Hello on another Sunday!

I am working on my Life Coach Certification and I am about to be done. My certification is based on a model called NLP (Neuro-Linguistic Programming) and the specific techniques in the method made me think of the importance of perspective in our lives.

NLP is a model that uses our neurological wiring and linguistic usage to reprogram how we see our issues. So, it is often about changing the perspective on the issue so that we can see it from a broader view. I am not too experienced in the techniques yet, but I have seen the effect it does on people in my assignments. So that made me think how important our perspective on our experiences is.

Let’s say you have been criticized for your performance at work or at school and you don’t like being criticized (well, I guess no one does). Now you have some options: (i) you go around blaming yourself for performing poorly, (ii) you go around blaming the person who criticized you, (iii) you try to think of what you learnt from this experience and (iv) you pretend nothing happened after all. What will happen with the first two is that you will get stuck in negative feelings. The last one will not give you anything. The third one will give you a better outlook. So, if you choose to go with the third option, you can tell the person who criticized you how thankful you are for the suggestions either in person or in your head. Then, you can start thinking about what you gained from it and hopefully apply it later.

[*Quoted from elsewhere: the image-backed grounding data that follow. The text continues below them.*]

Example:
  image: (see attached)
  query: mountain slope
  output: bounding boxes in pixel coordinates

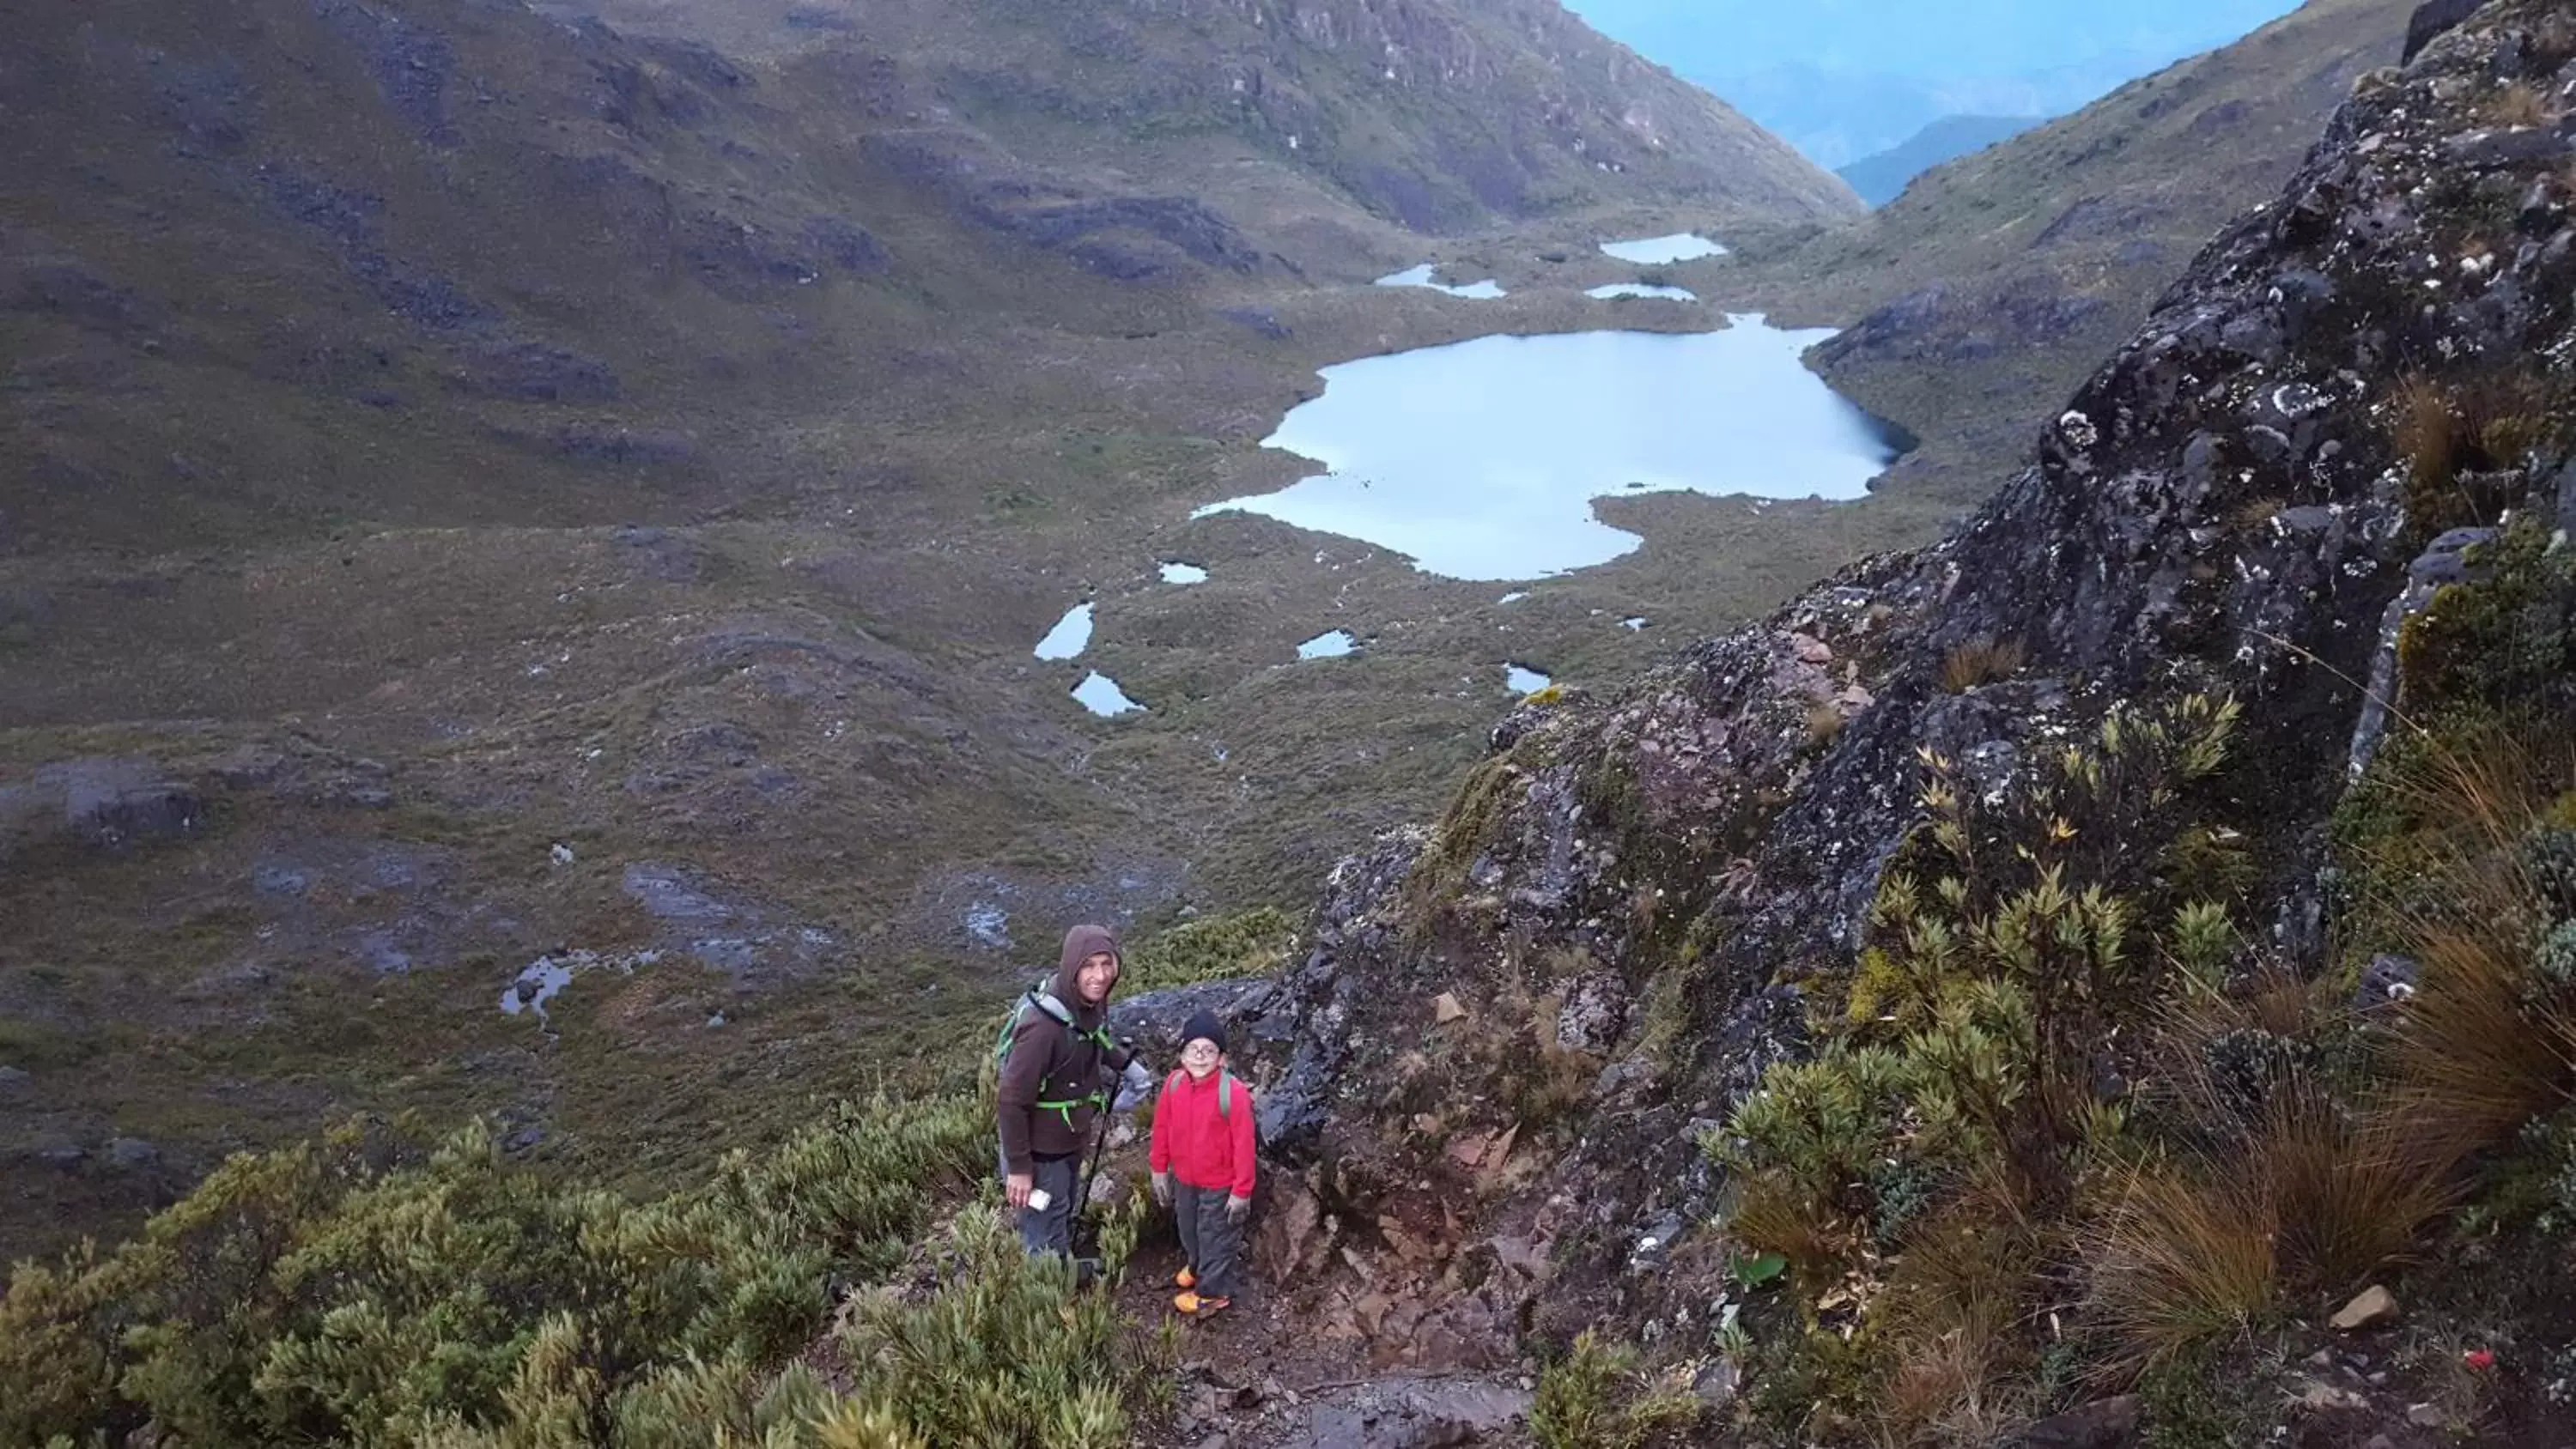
[1835,112,2043,206]
[567,0,1862,233]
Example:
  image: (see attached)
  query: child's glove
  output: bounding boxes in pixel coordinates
[1224,1193,1249,1222]
[1151,1172,1173,1207]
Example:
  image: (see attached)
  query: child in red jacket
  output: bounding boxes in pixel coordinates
[1150,1009,1255,1316]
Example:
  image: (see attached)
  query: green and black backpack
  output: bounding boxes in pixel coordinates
[991,977,1118,1128]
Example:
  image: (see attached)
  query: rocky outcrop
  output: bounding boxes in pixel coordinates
[1230,0,2576,1362]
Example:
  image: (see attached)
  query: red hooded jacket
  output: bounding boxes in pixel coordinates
[1150,1066,1256,1200]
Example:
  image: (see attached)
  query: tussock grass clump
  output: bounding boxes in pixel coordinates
[1530,1331,1703,1449]
[1939,636,2026,694]
[2483,81,2554,130]
[2388,372,2567,537]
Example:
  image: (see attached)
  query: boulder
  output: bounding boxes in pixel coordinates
[2403,0,2482,63]
[2012,1395,2142,1449]
[2331,1284,2400,1331]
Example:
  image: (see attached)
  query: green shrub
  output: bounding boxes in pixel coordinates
[832,1204,1166,1448]
[1529,1331,1701,1449]
[1119,906,1300,991]
[0,1094,991,1445]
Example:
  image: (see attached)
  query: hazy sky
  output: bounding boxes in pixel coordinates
[1559,0,2312,166]
[1560,0,2309,82]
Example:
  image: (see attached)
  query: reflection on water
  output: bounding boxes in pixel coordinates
[1193,318,1903,579]
[1297,629,1358,660]
[1035,603,1092,660]
[1599,233,1728,264]
[1588,282,1698,301]
[1072,671,1145,716]
[1375,264,1506,299]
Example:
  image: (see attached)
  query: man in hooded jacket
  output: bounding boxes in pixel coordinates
[997,923,1128,1258]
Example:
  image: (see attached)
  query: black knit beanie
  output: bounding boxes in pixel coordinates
[1181,1009,1226,1055]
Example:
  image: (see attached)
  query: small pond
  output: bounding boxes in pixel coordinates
[1072,671,1145,717]
[1035,603,1092,660]
[1192,317,1906,579]
[1600,233,1728,264]
[1506,664,1552,694]
[1297,629,1358,660]
[1376,264,1506,299]
[1588,283,1698,301]
[1159,562,1209,585]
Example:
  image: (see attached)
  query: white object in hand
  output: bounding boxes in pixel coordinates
[1025,1188,1052,1212]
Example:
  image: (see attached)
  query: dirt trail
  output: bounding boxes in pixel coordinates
[1120,1234,1535,1449]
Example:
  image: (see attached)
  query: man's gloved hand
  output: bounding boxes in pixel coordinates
[1112,1041,1155,1113]
[1224,1193,1250,1223]
[1151,1172,1173,1208]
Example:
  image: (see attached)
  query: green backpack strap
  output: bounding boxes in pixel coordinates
[1161,1069,1236,1119]
[993,981,1078,1067]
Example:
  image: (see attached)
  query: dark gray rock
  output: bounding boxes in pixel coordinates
[1278,1379,1528,1449]
[614,524,708,583]
[2357,953,2420,1009]
[2442,128,2575,170]
[0,1065,29,1091]
[2409,525,2500,585]
[456,341,619,403]
[106,1137,161,1171]
[2404,0,2482,63]
[544,427,700,469]
[1109,979,1277,1065]
[1219,307,1292,340]
[313,0,459,146]
[2011,1395,2142,1449]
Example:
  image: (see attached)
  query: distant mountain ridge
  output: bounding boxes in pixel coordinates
[1835,113,2044,206]
[567,0,1863,232]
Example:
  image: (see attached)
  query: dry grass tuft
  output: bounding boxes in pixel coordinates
[2087,1162,2278,1374]
[1805,700,1849,748]
[1875,1191,2049,1445]
[2394,374,2464,492]
[2390,372,2569,533]
[1941,637,2026,694]
[2366,729,2576,1139]
[2484,82,2553,130]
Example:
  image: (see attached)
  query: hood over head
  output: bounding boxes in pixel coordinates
[1054,923,1122,1016]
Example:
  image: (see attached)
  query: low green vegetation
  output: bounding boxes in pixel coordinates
[1529,1331,1703,1449]
[0,1088,1188,1446]
[1117,906,1300,992]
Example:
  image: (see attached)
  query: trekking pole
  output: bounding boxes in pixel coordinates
[1072,1038,1145,1264]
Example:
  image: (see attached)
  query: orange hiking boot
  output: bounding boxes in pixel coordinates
[1175,1266,1196,1290]
[1173,1290,1230,1316]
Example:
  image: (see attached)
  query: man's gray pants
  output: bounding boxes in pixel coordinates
[1175,1183,1244,1300]
[1012,1154,1080,1258]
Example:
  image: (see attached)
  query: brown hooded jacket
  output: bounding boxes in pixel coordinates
[996,924,1121,1175]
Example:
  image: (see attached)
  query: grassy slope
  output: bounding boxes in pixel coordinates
[0,0,1859,1267]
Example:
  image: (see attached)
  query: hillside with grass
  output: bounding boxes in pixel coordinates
[15,1,2576,1445]
[0,0,1864,1276]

Let’s say you broke up with someone. After you are done with the initial shock and the overflowing feelings, you can choose to stay with those feelings and think hard about why it happened. Or you can accept the situation and re-invent yourself. The first one is the familiar voice because the mind wants to keep what it already knows. But it does not give you much in the long run. The second one is scary but can open new doors for you later.

When you get a bad coffee for your coffee machine, you can regret it for days or you can take this as an experience and say ‘Now I know this coffee is not good’. You will then have suggestions to make to people.

It looks like opening up new ways of looking at issues can indeed give us new ways to make ourselves better and it can bring us closer to our potential. We have a choice to make.

Do you have a tendency to get stuck in one way of looking at things (I certainly do, which is why NLP helped me a lot)? Or can you see an issue from different perspectives? If you can, how did you manage to get that habit? Let’s talk about perspective-shifting today.

PS: I know that it is hard to see different perspectives in the initial stages of a break-up or in the face of criticism. There, I believe we should give ourselves time for our emotions to settle and then we can think about different perspectives. But getting emotions out comes first!